Hauling cast-offs from your neighbors’ trash is kind of like autoerotic asphyxiation:  It’s all fun and games until you’re well hung.

Oh yes, I’ve hung myself  well. Cimex lectularius, aka the bed bug, has taken hold of my home and lecturously clung to me, tying my noose in a rust colored bow. A creature smaller than a pencil top has wrecked my life emotionally, socially, and reduced me to semi -penury.

800px-Bed_bug,_Cimex_lectularius
S’up?

 

There are two things to do when you find you have a bedbug problem. First, tell everybody! Brag to your 1.5 friends that your previous state of having no blood relatives has been remedied by playing host to a growing family of consanguinious creatures. Your 1.5 friends may become .05 friends that are willing to touch you with a 10 ft. pole, but now you will have many bedfellows who find your society delicious.

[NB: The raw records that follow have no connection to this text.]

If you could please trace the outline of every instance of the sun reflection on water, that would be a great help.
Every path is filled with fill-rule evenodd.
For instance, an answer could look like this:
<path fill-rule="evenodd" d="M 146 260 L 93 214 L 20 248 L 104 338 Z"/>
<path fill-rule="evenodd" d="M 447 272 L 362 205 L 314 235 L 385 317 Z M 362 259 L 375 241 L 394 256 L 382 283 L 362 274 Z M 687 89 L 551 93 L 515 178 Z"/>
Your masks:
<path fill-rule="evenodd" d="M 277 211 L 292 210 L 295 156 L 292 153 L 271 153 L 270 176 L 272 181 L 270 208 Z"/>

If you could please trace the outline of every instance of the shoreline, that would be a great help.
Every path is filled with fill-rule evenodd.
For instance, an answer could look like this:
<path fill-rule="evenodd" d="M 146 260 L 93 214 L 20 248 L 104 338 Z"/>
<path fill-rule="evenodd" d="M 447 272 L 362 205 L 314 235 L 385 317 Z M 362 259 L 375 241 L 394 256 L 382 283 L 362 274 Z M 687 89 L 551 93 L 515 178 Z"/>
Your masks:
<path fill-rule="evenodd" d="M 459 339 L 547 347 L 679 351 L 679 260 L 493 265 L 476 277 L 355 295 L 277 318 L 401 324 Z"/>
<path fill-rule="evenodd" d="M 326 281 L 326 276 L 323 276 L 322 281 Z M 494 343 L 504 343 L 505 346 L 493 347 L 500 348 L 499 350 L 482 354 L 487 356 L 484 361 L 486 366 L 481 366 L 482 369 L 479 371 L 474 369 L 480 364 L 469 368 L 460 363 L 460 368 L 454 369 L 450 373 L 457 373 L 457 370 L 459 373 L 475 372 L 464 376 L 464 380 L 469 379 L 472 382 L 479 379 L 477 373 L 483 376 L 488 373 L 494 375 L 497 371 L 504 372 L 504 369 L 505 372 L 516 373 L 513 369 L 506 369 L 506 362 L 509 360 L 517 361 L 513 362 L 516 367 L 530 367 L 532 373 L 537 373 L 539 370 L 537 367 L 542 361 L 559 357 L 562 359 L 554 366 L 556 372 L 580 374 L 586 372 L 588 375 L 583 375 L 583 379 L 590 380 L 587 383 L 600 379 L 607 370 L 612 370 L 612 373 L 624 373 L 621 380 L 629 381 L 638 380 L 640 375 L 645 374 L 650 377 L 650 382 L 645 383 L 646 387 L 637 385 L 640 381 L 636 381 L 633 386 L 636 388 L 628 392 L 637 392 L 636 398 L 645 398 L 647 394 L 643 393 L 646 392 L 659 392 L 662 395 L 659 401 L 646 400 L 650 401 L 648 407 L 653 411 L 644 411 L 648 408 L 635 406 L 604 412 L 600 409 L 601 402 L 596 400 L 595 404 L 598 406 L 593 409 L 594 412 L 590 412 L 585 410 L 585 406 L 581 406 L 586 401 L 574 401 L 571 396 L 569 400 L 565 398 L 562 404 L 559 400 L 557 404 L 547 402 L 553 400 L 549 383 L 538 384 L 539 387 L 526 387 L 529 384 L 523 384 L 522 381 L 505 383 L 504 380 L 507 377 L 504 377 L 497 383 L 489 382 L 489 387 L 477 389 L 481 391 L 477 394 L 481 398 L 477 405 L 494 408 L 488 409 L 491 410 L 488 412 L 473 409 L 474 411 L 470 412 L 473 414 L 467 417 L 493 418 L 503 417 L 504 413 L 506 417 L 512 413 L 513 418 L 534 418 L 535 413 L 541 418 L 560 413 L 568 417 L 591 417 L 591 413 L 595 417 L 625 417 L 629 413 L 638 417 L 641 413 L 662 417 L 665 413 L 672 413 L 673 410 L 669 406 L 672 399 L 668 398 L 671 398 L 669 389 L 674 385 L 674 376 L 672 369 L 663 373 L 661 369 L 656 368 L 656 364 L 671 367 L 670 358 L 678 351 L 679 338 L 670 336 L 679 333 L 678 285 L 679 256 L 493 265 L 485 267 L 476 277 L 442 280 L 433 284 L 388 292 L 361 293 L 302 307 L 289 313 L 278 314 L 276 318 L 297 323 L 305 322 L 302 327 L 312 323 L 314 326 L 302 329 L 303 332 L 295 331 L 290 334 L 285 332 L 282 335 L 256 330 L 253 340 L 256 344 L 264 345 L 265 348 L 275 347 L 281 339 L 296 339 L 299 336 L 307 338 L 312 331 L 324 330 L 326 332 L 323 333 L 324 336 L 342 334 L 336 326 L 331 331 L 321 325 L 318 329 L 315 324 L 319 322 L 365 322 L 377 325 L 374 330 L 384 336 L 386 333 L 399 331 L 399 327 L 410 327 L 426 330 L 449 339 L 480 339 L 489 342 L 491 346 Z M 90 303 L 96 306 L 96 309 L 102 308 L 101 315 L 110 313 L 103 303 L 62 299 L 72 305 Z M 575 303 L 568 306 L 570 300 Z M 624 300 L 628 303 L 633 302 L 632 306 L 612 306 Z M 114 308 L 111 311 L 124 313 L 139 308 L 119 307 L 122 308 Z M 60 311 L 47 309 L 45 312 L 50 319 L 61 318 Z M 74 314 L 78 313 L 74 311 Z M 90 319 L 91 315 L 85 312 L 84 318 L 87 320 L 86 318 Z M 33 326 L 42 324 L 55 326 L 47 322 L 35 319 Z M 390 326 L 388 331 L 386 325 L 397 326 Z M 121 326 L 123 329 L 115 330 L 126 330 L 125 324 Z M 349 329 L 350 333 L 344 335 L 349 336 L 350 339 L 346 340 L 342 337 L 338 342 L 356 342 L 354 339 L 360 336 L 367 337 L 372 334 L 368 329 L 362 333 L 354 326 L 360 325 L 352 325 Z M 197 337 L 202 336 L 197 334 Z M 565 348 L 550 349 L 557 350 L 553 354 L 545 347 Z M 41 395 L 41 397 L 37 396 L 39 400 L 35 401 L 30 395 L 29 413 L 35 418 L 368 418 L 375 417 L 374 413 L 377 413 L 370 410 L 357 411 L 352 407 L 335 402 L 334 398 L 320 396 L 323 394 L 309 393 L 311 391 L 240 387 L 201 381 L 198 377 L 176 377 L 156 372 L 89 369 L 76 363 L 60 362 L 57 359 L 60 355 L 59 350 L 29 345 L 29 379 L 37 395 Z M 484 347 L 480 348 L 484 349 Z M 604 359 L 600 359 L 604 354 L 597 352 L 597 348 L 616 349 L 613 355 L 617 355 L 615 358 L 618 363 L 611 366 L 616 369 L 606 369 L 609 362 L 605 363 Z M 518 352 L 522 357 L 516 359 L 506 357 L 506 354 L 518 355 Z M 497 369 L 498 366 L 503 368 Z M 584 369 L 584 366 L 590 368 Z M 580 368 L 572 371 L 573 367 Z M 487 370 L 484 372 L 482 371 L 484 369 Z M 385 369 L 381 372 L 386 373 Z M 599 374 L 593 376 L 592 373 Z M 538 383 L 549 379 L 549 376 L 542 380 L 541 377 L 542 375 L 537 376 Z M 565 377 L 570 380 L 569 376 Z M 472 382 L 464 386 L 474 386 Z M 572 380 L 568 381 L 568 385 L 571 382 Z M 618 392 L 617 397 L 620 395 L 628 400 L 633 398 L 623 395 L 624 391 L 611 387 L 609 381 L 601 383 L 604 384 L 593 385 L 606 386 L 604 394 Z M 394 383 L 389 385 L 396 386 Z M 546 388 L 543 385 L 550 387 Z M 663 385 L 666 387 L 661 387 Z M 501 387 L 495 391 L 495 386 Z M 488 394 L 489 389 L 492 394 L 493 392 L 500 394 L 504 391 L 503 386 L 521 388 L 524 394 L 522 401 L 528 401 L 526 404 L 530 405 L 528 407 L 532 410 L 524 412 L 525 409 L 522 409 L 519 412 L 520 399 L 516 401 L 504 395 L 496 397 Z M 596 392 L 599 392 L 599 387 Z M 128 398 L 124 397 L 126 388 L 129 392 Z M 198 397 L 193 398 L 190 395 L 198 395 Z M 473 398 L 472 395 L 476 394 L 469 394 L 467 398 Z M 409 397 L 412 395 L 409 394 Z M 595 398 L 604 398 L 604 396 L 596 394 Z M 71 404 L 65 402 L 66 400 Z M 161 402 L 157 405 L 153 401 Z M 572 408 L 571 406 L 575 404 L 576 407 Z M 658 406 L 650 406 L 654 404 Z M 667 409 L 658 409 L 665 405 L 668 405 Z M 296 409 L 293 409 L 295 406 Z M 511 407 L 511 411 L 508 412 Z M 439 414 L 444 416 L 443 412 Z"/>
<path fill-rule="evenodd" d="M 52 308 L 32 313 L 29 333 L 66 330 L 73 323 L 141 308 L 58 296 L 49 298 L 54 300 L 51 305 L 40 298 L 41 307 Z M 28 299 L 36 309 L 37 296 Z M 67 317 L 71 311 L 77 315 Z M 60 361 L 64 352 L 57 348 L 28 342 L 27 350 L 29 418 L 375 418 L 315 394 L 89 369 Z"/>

The second thing is watch how you become as popular as a prostitute with mouth herpes on a Tuesday night. Watch as your friends inspect their domiciles as you wait with bated breath for the horror that your new family might have jumped  ship for tastier fare. You will begin to see your bug relatives in every speck of dust, feel them, and itch from them when they aren’t there. You begin to wish for a bolt of lightening to strike your apartment and incenerate your tiny family. Your new relations are about as well esteemed to you as  your Appalachian cousins, but unlike your cousins, your bed bug family won’t abandon you. Lucky you.

 

I began suspecting when I killed a tiny blood red critter  walking its merry way across my pillow. It’s a baby bed bug, I inwardly squealed. No, came my angry reply to the voice within, it’s a spider mite tracked in by one of my cats. I told my psych nurse about the sighting and she agreed with my surmise.

A few nights later, I saw another insect, chubby and waddling. That’s an odd looking cucarocha.

And then December 26. D Day. I saw a bug close enough for me to grab  and I captured it alive in a pill bottle.  Oh dear God, that sure looks like an unfed bed bug. The poor little thing couldn’t keep itself right side up and flailed about so pitifully I had to stop looking at it.

I drew a bath and stripped off, afterward using jackets to keep me warm  on the couch and benzos to lull me to sleep. It’s going to be a great new year.

Much of the next day I stayed on the couch, deep in the depression only suspecting bed bugs can do to you. You know no one will want to be around you anymore, that your life is over until your home is napalmed. I looked online for stories of losing friends due to bed bugs. Of course there’s stories of lost friends and one Yahoo Answers contributor answered to the fearful friend of a bed bug sufferer, “just get new friends, eww.”

I took my prisoner, who had croaked on its own accord to a nearby exterminator. I caught one of the guys towards quitting time, and he turned up the bottle, made a face, and replied, “yeah” when I asked if it was a bed bug. I promptly went to McDonald’s and ate two Big Macs.

What is worse than a bed bug problem, you might ask. OCD, bed bugs, and mingling your worst fears into that mix. I feared telling my landlady for fear of being evicted, because around this  time last year I was threatened with eviction. I feared telling my social worker for fear of losing the assistance  I get on my rent.